I, too, have problems reading many websites that insist on using light grey. Perhaps off black would be better to read but the misuse of grey text has a real world effect on people who are older and/or people with bad eyesight. Off black and grey aren't the same thing. I am baffled by designers coming in and discounting the people who say "this is hard to read for me" with "no it isn't."

For me, I open up firebug and change the text to black. It is amazing how often I can't read something some "designer" thought looked good with a complete disregard for functionality.

I am wondering (serious question) if grey on white is so easy on the eyes why are all books (as far as I'm aware) published with black text?


> why are all books published with black text?

One of the web's greatest problems has been defining itself in relation to printed media. From use of font types, colour and page layout, margins and line spacing, the web is not on printed paper. Why do you think the two are the same?

I am not disputing that there is a lot of bad design out there, one of my personal peeves is tiny text. I've seen real UX people use a 9pt font because it looks good on their screen, but is impossible to read on anything else and when you don't hold your face 4 inches from the glass.
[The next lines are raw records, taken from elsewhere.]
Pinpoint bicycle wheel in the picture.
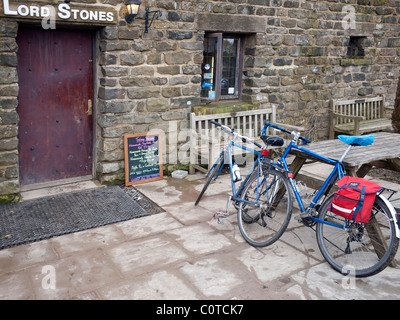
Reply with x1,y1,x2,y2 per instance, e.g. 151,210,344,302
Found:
237,169,293,247
317,195,399,277
194,151,225,206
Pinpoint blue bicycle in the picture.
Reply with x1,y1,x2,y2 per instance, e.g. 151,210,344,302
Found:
238,122,400,277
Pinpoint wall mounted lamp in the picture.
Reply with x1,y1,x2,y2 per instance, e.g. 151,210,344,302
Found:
125,0,141,23
125,0,162,33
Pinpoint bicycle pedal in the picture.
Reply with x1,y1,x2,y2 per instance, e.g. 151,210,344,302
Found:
294,214,303,223
214,210,229,218
209,210,229,226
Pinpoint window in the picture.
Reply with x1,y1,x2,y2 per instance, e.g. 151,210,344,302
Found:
200,33,242,101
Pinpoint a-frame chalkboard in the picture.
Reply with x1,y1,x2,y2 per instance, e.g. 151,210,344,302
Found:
124,131,163,186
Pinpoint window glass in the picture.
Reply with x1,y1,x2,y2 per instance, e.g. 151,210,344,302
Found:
221,39,238,96
200,33,241,101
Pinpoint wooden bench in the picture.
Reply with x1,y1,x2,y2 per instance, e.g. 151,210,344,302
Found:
329,96,392,139
189,106,276,174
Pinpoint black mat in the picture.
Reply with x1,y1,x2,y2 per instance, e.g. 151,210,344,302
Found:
0,186,163,250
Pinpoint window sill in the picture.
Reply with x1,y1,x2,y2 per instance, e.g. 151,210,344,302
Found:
192,101,260,115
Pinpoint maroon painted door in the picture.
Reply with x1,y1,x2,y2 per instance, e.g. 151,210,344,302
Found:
17,28,93,185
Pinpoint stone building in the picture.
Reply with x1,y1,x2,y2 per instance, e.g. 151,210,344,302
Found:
0,0,400,194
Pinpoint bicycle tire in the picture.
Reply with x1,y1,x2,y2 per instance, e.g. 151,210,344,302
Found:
237,169,293,247
194,152,225,206
316,194,399,278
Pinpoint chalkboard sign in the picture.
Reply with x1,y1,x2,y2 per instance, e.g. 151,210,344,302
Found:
124,131,163,186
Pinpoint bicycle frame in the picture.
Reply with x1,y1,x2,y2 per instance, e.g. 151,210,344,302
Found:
278,140,351,213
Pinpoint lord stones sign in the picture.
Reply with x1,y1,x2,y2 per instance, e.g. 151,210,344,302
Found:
0,0,117,25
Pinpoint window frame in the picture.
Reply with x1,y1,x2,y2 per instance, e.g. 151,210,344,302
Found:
200,32,244,102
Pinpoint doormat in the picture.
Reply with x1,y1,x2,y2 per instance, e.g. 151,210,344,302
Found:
0,186,163,250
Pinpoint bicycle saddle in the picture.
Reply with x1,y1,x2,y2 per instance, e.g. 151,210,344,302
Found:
338,135,374,146
260,136,284,147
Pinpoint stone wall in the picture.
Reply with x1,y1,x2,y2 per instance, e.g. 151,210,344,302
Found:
0,0,400,191
0,20,19,194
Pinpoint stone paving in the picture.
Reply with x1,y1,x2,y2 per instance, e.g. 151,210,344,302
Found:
0,174,400,300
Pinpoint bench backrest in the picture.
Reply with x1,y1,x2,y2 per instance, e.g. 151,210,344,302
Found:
331,96,385,124
190,106,276,144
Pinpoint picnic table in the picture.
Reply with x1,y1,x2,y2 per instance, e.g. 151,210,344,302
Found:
291,132,400,177
290,132,400,267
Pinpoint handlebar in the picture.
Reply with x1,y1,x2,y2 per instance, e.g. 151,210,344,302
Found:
262,121,311,144
210,120,262,149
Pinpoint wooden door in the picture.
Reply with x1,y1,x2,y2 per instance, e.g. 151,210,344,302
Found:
17,28,93,185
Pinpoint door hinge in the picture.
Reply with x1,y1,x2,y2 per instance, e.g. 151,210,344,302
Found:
86,99,93,116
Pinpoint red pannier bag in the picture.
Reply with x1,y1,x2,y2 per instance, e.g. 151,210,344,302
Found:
330,176,382,224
I've said this before and I'll say it again, one of the problems with UX is the number of "experts" who are self-taught. It's like web-design/development circa 2001, everyone was claiming to be a "web-dev" but in practice hardly any could do more than basic html & tables. UX, imo, is like that now.
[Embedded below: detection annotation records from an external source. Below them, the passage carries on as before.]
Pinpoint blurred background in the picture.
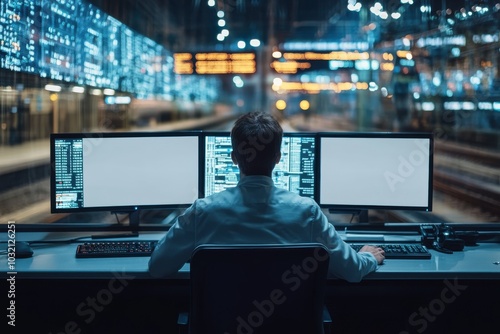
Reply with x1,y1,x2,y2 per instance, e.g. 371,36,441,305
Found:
0,0,500,224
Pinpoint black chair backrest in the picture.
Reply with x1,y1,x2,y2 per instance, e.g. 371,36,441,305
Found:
189,244,329,334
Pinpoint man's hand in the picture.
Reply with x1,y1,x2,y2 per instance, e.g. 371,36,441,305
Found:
359,245,385,264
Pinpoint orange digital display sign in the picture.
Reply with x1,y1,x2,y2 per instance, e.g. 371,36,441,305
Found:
174,52,257,74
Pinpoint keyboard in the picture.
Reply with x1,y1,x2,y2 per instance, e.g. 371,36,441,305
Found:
350,244,431,259
76,240,158,258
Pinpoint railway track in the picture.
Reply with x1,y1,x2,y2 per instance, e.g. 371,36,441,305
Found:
434,141,500,221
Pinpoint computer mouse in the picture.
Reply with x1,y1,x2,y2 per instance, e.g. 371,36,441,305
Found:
15,241,33,259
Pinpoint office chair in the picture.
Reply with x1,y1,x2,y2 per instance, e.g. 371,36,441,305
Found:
178,244,331,334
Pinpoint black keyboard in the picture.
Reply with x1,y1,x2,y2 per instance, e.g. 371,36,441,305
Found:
350,244,431,259
76,240,158,258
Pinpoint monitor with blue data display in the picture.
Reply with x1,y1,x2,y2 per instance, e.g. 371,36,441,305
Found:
50,131,201,224
202,131,316,198
317,132,433,211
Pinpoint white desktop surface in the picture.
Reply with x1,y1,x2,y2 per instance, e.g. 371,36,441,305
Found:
0,233,500,280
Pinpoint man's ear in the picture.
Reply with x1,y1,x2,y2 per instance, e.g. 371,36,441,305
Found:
231,151,238,166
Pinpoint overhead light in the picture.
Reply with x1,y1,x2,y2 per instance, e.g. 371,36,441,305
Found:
250,38,260,48
71,86,85,94
45,84,61,92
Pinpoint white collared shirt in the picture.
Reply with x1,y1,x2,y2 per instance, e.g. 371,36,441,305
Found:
149,176,377,282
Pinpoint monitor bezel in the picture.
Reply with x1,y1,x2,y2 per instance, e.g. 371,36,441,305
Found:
315,132,434,212
50,130,203,213
200,130,318,199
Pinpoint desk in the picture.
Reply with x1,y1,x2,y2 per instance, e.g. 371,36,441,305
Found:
0,233,500,334
0,233,500,280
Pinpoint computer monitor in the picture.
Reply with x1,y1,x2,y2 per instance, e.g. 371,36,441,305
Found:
203,131,316,198
50,131,201,224
317,132,433,211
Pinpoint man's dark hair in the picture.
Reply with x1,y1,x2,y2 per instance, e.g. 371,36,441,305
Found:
231,111,283,176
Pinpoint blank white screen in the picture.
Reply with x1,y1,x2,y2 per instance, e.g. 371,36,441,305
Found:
83,136,199,207
319,137,430,207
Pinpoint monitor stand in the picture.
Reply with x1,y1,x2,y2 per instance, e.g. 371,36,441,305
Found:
91,209,141,239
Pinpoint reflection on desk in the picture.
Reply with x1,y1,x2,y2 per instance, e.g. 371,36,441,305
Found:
0,233,500,280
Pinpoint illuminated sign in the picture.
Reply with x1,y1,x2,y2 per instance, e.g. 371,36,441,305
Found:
271,51,370,74
174,52,257,74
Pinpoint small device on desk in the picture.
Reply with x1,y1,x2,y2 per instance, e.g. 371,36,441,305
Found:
420,224,465,254
76,240,158,258
350,243,431,260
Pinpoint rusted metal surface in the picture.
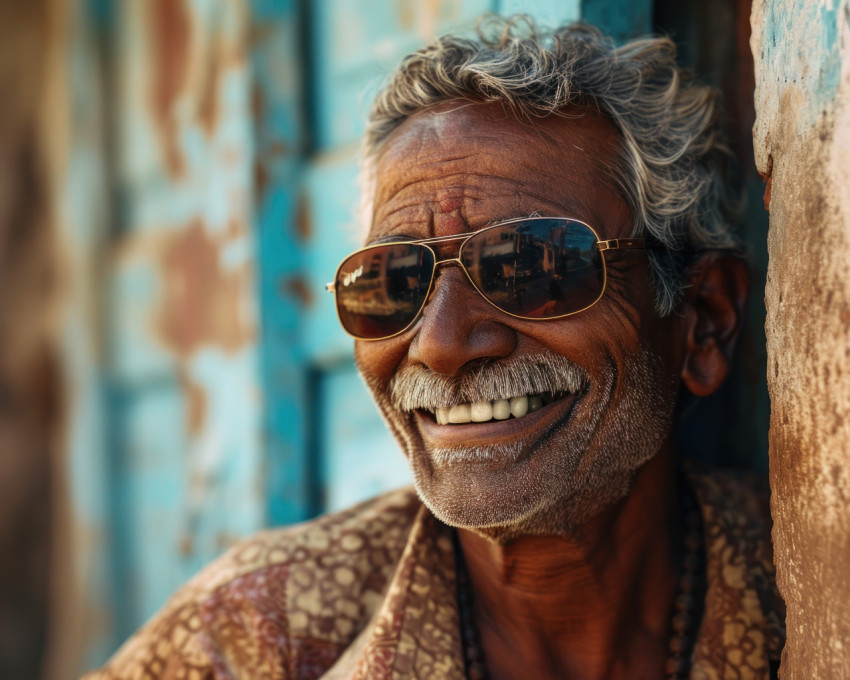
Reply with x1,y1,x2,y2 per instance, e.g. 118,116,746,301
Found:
100,0,265,638
751,0,850,680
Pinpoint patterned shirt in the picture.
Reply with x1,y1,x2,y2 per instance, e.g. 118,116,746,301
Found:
84,473,784,680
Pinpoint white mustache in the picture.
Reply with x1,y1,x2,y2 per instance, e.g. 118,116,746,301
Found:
389,352,590,411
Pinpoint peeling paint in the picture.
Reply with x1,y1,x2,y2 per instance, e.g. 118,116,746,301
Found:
158,221,256,355
147,0,191,176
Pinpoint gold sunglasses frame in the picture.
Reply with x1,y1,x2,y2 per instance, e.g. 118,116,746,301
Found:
325,217,647,342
>Why do you think the two are the same?

I do not. I was asking a question that if we have become enlightened because of digital media why hasn't some of those best practices translated back to traditional media? Maybe they have, I don't know, I can't recall noticing. If off-black is done well it isn't noticed because it doesn't look jarring anyways so perhaps we are all reading off black books. Not really sure. It was just an inquiry.


> I've tried both and I clearly prefer

I think we can end this debate here.


> I think we can end this debate here.

We could have done that when you said "why people like e-readers over tablets" :-P


> I've been forced to place a "Contrast" bookmarklet on the toolbar of all my browsers

Could you please share these? I'm not web-programming-savvy enough to make anything that'd be generally useful.


I didn't make it myself, I found it here:

http://megpickard.com/2011/06/nifty-bookmarklet-to-make-web-...

This reminds me that I didn't thank the author enough, I'll have to drop her a line.


That is wonderful, thanks for the link!


> Grey text on a white background is generally accepted as easier on the eye/mind when reading sentences

This sounds like wives-tale baloney. Please disregard this "advice" and make your text readable. The text on this page from Apple is too low contrast.


Feeling a bit confrontational today are we? Call it what you will, but this is "generally accepted" which means exactly what it says. You seem to have confused "this user's opinion" with "what the textbooks say". Still, I'm open to hear about all the UX books you have read.


You don't need to read a textbook to see users complain about it, or to know that I go out of my way to fix low-contrast webpages to make them easier to read. Poke around elsewhere in this thread. Check out <http://contrastrebellion.com/ >.


That's the same link I debunked earlier in this thread. Just because someone made a website about something does not make it a real thing. I know there are a lot of sites that do text wrongly, not just colour, but size and font too, but they don't all need a movement.